The entire political project of Nicola Sturgeon collapsed the moment that Sunak/Badenoch used section 35 of the Scotland Act to skewer her on Trans, Westminster was able to crush them with the slightest application of its reserved powers. It must be remembered how stark this about-turn in the direction of travel has been. In the early 2000s, it was the standard received opinion that Scotland would eventually leave Britain and join the European Union. This was something that Darcus Howe loved to gloat about.
It was seen as a matter of when, not if, a view that persisted even after the Scottish referendum and throughout the Brexit years. The legacy of Cameron’s three referendums - No To Av, Scottish independence, Brexit - has been the complete reassertion of Westminster’s primacy against three separate threats, Proportional representation (which died immediately as a political topic post 2011), Holyrood and Brussels. That, in my view, is a much stronger legacy to trumpet than Free Schools and Libya.

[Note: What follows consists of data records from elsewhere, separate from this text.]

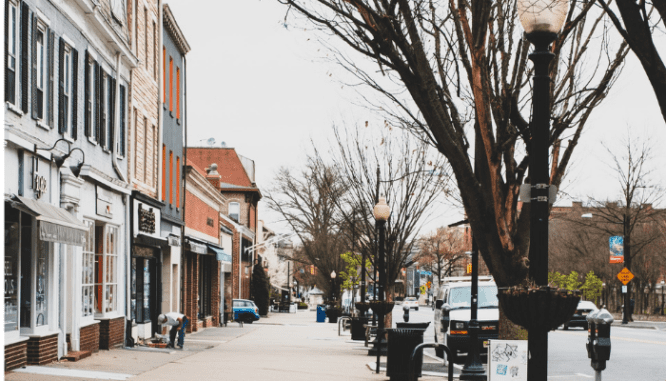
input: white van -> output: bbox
[434,276,499,364]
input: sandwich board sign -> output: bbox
[488,340,527,381]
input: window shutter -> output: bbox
[5,0,11,102]
[46,32,55,128]
[118,85,126,156]
[72,48,79,140]
[107,76,116,152]
[58,37,67,134]
[98,67,108,147]
[83,50,91,137]
[30,15,39,119]
[21,3,30,114]
[93,61,100,142]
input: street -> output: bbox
[5,306,666,381]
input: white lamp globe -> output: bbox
[373,197,391,221]
[516,0,569,34]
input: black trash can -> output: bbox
[351,316,368,341]
[386,328,425,381]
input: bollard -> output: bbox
[586,308,613,381]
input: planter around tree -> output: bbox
[498,286,580,331]
[368,302,395,316]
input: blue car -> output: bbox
[232,299,261,323]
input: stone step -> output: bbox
[63,351,92,362]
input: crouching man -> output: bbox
[157,312,190,349]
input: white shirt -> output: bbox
[164,312,185,326]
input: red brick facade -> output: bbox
[27,333,58,365]
[5,341,28,372]
[99,317,125,349]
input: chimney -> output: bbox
[206,163,222,190]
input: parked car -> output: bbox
[402,296,419,311]
[434,277,499,364]
[232,299,261,323]
[563,300,599,330]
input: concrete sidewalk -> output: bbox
[5,311,452,381]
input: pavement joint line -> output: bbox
[13,365,134,381]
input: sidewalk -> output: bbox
[5,311,452,381]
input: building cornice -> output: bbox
[164,4,190,55]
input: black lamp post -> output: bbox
[517,0,569,381]
[373,197,391,373]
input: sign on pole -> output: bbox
[608,235,624,263]
[488,340,527,381]
[617,267,634,286]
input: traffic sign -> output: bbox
[617,267,634,285]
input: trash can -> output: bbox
[351,316,368,341]
[317,304,326,323]
[386,323,425,381]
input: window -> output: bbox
[176,157,180,208]
[162,145,166,201]
[81,220,95,317]
[176,68,180,119]
[95,224,119,315]
[5,1,18,105]
[229,202,240,222]
[169,151,173,205]
[169,57,173,111]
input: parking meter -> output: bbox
[587,308,613,371]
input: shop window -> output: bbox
[94,224,119,315]
[81,221,95,317]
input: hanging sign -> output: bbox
[617,267,634,285]
[608,235,624,263]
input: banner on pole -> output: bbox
[608,235,624,263]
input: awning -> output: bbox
[207,245,231,262]
[11,195,88,246]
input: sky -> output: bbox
[166,0,666,232]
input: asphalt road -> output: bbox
[393,306,666,381]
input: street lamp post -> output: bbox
[373,197,391,373]
[331,270,336,302]
[517,0,569,381]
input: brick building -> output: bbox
[187,147,261,299]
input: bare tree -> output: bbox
[599,0,666,122]
[416,228,466,284]
[279,0,628,294]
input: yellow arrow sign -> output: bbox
[617,267,634,286]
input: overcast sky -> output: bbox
[167,0,666,231]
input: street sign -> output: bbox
[617,267,634,285]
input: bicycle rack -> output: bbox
[409,343,453,381]
[338,316,351,336]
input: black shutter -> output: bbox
[5,0,9,103]
[71,48,79,140]
[21,3,30,114]
[58,37,67,134]
[30,15,39,119]
[46,32,55,128]
[109,76,116,152]
[93,61,100,142]
[118,85,126,156]
[99,67,108,147]
[83,50,91,137]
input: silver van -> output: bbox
[434,276,499,364]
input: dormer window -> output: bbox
[229,202,240,222]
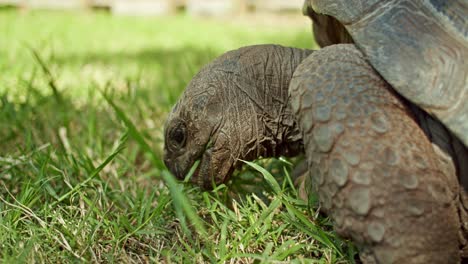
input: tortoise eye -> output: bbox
[171,123,186,147]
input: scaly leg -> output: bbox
[289,45,460,263]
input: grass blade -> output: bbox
[101,89,206,235]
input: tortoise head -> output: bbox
[164,45,310,189]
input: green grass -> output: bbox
[0,10,354,263]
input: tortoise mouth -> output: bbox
[188,146,234,190]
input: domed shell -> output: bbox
[304,0,468,146]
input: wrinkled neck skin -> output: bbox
[223,46,310,160]
[164,45,312,189]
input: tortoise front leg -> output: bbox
[289,45,460,263]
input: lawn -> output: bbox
[0,10,355,263]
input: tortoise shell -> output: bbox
[303,0,468,146]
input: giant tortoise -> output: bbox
[164,0,468,263]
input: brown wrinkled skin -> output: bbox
[164,44,468,263]
[164,45,312,189]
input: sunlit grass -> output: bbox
[0,11,354,263]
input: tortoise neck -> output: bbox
[229,46,312,160]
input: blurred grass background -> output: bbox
[0,10,354,263]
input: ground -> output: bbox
[0,10,355,263]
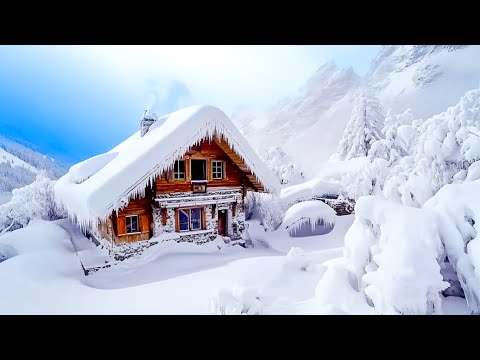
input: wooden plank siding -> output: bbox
[156,139,254,194]
[109,195,152,243]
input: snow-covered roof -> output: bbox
[55,105,279,224]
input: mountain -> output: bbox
[0,136,67,204]
[232,45,480,176]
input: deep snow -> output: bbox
[0,215,469,314]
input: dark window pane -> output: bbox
[191,209,202,230]
[132,216,138,232]
[178,210,189,231]
[190,160,207,180]
[126,216,132,234]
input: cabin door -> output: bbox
[218,210,228,236]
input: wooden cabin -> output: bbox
[55,106,279,258]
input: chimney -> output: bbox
[140,110,157,136]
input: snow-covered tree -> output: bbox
[259,146,305,185]
[342,89,480,207]
[246,192,285,231]
[0,171,64,234]
[338,88,385,160]
[368,109,418,164]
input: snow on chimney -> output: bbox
[140,110,157,136]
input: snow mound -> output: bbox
[345,196,449,314]
[280,178,341,206]
[284,247,312,271]
[68,152,118,184]
[466,161,480,181]
[282,200,336,235]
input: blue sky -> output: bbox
[0,45,380,164]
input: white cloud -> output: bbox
[71,45,324,111]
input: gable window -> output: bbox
[125,215,140,234]
[190,159,207,180]
[173,160,185,180]
[178,208,202,231]
[212,160,224,179]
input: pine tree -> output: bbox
[338,89,385,160]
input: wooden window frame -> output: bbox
[211,160,225,180]
[125,215,141,235]
[189,158,208,183]
[175,206,206,233]
[172,159,187,181]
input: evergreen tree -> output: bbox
[338,89,385,160]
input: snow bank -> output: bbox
[321,180,480,314]
[0,219,73,258]
[280,177,341,206]
[55,105,280,225]
[0,171,63,233]
[282,200,336,238]
[424,181,480,313]
[68,152,118,184]
[318,196,449,314]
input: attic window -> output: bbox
[190,160,207,180]
[125,215,140,234]
[178,208,202,232]
[212,161,223,179]
[173,160,185,180]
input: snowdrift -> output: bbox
[282,200,336,236]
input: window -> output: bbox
[125,215,140,234]
[173,160,185,180]
[212,161,223,179]
[190,160,207,180]
[178,208,202,231]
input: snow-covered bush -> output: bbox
[284,247,312,271]
[247,193,285,231]
[337,89,385,160]
[259,146,305,184]
[0,243,17,262]
[0,171,64,233]
[282,200,336,237]
[342,89,480,207]
[210,287,262,315]
[345,196,449,314]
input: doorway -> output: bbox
[218,209,228,236]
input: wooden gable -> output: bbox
[156,138,264,194]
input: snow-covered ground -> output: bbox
[0,148,39,174]
[0,215,468,314]
[0,191,12,205]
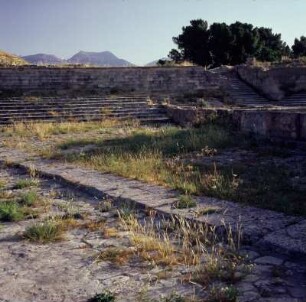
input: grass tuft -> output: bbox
[23,220,63,243]
[174,195,197,209]
[88,291,115,302]
[14,178,39,189]
[0,201,25,222]
[19,191,39,207]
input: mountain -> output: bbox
[68,51,134,67]
[22,53,65,65]
[145,57,171,67]
[0,50,29,65]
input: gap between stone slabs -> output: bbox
[0,148,306,260]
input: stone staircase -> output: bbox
[0,96,170,125]
[211,68,306,109]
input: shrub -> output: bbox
[14,178,38,189]
[19,191,39,206]
[175,195,197,209]
[23,221,63,243]
[88,291,115,302]
[0,201,24,221]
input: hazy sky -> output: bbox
[0,0,306,65]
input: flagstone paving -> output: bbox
[0,148,306,302]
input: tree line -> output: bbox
[164,19,306,68]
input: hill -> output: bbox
[22,53,65,65]
[68,51,133,67]
[0,50,29,66]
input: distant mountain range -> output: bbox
[22,51,134,67]
[22,53,65,65]
[0,50,29,66]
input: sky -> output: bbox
[0,0,306,65]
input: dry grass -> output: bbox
[1,119,127,140]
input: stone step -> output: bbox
[0,107,165,115]
[0,116,172,125]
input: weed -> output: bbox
[96,248,134,265]
[174,195,197,209]
[196,206,222,216]
[0,201,25,221]
[19,191,39,206]
[23,220,63,243]
[88,291,115,302]
[14,178,39,189]
[208,285,238,302]
[99,199,113,213]
[82,219,105,232]
[0,179,7,190]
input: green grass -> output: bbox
[88,291,115,302]
[19,191,39,206]
[52,124,306,215]
[175,195,197,209]
[0,201,25,222]
[14,178,38,189]
[207,285,238,302]
[0,179,6,190]
[23,220,63,243]
[60,125,239,197]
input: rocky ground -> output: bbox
[0,157,306,302]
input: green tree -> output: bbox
[229,22,259,65]
[292,36,306,58]
[169,19,290,67]
[209,23,232,66]
[255,27,290,62]
[173,19,212,66]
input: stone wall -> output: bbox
[0,66,219,96]
[236,65,306,101]
[167,105,306,141]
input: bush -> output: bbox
[24,221,63,243]
[88,291,115,302]
[0,201,24,221]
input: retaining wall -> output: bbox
[0,66,220,96]
[167,105,306,141]
[236,65,306,101]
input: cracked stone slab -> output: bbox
[0,148,306,255]
[257,219,306,260]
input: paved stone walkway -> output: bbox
[0,148,306,302]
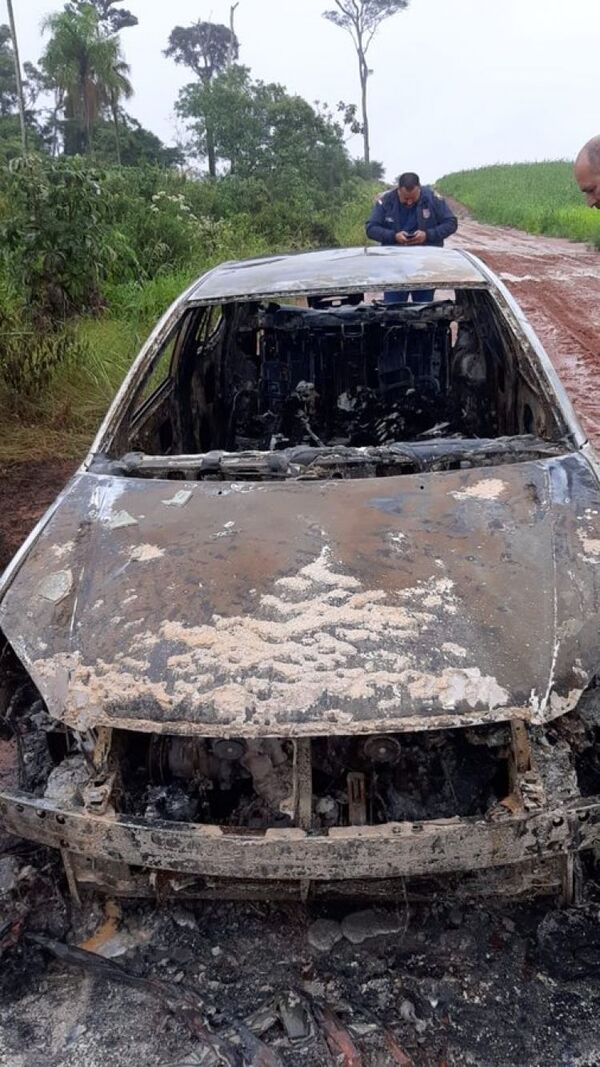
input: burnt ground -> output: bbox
[0,220,600,1067]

To make good on this political moment, Farage must tear the infrastructure of separatism out root and stem. The breeding grounds of petty nationalism are the assemblies that Blair set up in Edinburgh and Cardiff. These mock legislatures provide plum salaries for failed civil servants and regional solicitors to spend their lives attempting to undermine the British state; the powers that they exercise also allow them to give out freebie bribes (only English people pay for prescriptions) and to dislocate national institutions by setting up needless parallels (NHS Scotland, National Records Scotland) in order to make the country less governable by Westminster. They also use their office to fund the teaching of dead languages like Welsh in an attempt to foment division and anti-English discrimination.

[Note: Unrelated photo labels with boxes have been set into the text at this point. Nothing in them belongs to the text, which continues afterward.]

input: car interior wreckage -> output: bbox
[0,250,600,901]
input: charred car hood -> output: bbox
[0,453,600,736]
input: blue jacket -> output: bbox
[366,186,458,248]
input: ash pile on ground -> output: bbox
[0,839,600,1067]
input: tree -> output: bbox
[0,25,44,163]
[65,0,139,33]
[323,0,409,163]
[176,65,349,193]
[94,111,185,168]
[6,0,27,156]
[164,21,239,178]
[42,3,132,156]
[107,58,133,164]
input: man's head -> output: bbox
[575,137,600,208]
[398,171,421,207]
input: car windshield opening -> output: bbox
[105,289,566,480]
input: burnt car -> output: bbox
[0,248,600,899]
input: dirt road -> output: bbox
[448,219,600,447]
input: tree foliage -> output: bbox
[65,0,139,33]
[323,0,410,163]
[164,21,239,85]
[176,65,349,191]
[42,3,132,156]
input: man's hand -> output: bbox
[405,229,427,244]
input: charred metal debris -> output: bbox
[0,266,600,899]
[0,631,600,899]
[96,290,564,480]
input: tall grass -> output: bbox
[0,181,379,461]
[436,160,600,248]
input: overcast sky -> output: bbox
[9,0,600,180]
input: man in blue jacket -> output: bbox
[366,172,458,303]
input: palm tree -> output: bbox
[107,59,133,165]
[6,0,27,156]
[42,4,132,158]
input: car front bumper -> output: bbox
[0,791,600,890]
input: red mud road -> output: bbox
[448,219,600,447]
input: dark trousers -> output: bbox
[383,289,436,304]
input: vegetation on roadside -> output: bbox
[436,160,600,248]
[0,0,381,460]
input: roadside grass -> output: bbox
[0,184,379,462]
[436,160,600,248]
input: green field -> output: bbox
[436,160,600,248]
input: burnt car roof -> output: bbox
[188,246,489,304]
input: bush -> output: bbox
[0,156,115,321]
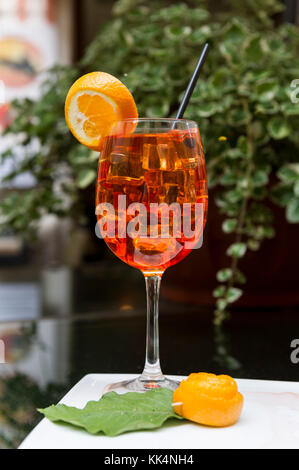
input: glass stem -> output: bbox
[140,273,164,381]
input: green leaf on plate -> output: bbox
[38,388,182,436]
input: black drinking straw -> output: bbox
[176,42,210,119]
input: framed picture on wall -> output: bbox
[0,0,75,187]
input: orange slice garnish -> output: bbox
[65,72,138,150]
[173,372,244,426]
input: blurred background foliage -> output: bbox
[0,0,299,325]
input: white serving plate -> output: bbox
[19,374,299,449]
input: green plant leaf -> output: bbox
[77,169,96,189]
[244,36,264,62]
[38,388,182,436]
[217,268,233,282]
[222,219,238,233]
[197,103,218,117]
[225,287,243,303]
[277,164,299,184]
[255,79,278,102]
[286,198,299,224]
[227,243,246,258]
[267,116,291,140]
[213,286,226,298]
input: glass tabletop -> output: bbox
[0,264,299,448]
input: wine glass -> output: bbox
[96,118,208,393]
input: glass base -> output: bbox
[103,376,180,395]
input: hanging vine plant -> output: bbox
[0,0,299,325]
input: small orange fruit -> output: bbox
[65,72,138,150]
[173,372,244,426]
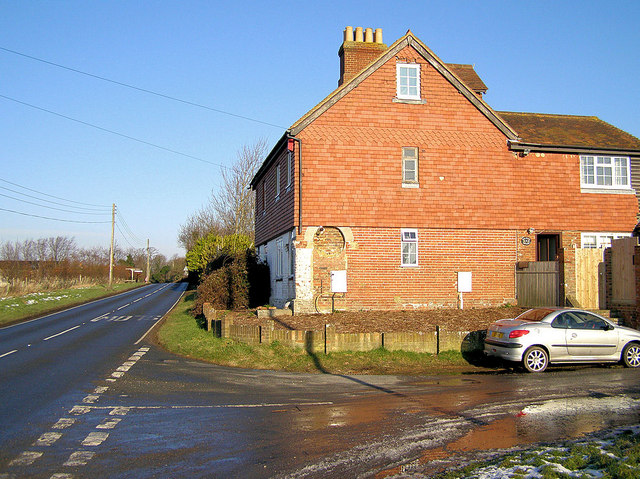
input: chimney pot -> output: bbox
[344,27,353,42]
[364,28,373,43]
[356,27,362,42]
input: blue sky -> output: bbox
[0,0,640,256]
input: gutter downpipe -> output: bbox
[287,132,302,236]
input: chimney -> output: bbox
[338,27,387,86]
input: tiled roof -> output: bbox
[496,111,640,150]
[446,63,488,93]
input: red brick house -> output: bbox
[251,27,640,312]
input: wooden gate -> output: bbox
[516,261,560,308]
[576,248,606,309]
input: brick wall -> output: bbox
[256,40,637,309]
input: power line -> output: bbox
[0,193,111,216]
[116,223,141,249]
[0,174,111,209]
[0,95,227,168]
[0,47,287,130]
[0,208,111,224]
[0,186,106,215]
[116,207,144,248]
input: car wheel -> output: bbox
[622,343,640,368]
[522,346,549,373]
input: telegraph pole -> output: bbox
[145,238,151,283]
[109,203,116,288]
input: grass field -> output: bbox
[0,283,141,326]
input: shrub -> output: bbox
[193,250,270,316]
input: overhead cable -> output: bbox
[0,193,106,216]
[0,208,111,224]
[0,95,227,168]
[0,174,111,209]
[0,47,287,130]
[0,186,111,214]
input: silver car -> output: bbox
[484,308,640,373]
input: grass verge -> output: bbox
[435,426,640,479]
[0,283,140,326]
[157,293,477,375]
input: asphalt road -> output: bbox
[0,289,640,479]
[0,284,186,471]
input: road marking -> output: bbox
[33,432,62,446]
[9,451,44,466]
[96,417,122,429]
[82,432,109,447]
[106,406,131,416]
[63,451,96,466]
[43,324,82,341]
[69,406,91,416]
[51,417,76,429]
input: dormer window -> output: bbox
[396,63,420,100]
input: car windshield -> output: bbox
[516,308,554,321]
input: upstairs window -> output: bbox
[400,228,418,266]
[580,156,631,189]
[402,147,418,188]
[396,63,420,100]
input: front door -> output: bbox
[536,234,560,261]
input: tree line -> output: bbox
[0,236,185,292]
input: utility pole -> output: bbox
[145,238,151,283]
[109,203,116,288]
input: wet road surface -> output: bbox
[0,332,640,479]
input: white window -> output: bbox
[396,63,420,100]
[402,147,418,187]
[581,233,631,248]
[580,156,631,189]
[400,228,418,266]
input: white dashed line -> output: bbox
[33,432,62,446]
[64,451,95,467]
[96,417,122,429]
[109,407,131,416]
[43,324,82,341]
[69,406,91,416]
[82,432,109,447]
[51,417,76,429]
[9,451,44,466]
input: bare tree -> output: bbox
[47,236,76,263]
[178,138,267,251]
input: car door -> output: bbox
[563,311,618,359]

These bodies, alongside the Blairite democratically elected Mayoralties will all have to go. A simple mechanism to abolish these assemblies would be to pass a law stating that these bodies will have no mandate to govern if they fail to achieve a turnout over 50%. Andy Burnham is governing Manchester from an election which only achieved 32.05% turnout, his popular vote (420,749) is about a sixth of Manchester’s population. All of the of the bogus regional assemblies including the London Mayoralty (40.5%) and the Senedd (46.6%) would fail to meet this threshold. Scotland (63.5%) is the only one I can find which exceeds 50% - but Unionists and Reform voters could simply be instructed not to vote. Labour and the SNP would come nowhere near the target on their own.
Where this change will be most contentious is Stormont (Northern Ireland). Farage’s political hero Enoch Powell was an integrationist who reject Stormont on the grounds that it is another version of Home Rule, and believed the region should be governed directly from Westminster. This was also the view of Edward Carson, possibly one of the most accomplished British men to ever live, who not only prevented Asquith from surrendering Ireland to Home Rule but also managed to get that odious little paedophile Oscar Wilde sentenced to hard labour.
I am certain that Farage is in the right place ideologically to tear up the Good Friday Agreement and abolish Stormont. If he makes good on that instinct and delivers mass deportations he will be a much more consequential Prime Minister than Margaret Thatcher.
Justify abolishing Stormont on sheer economics if you have to. Sinn Fein is intentionally sabotaging the country out of spite. No where on earth is a foreign power allowed to stand political parties. If NIPSA strikes? Deport them. Take a vote whether Alliance members should be appropriately punished.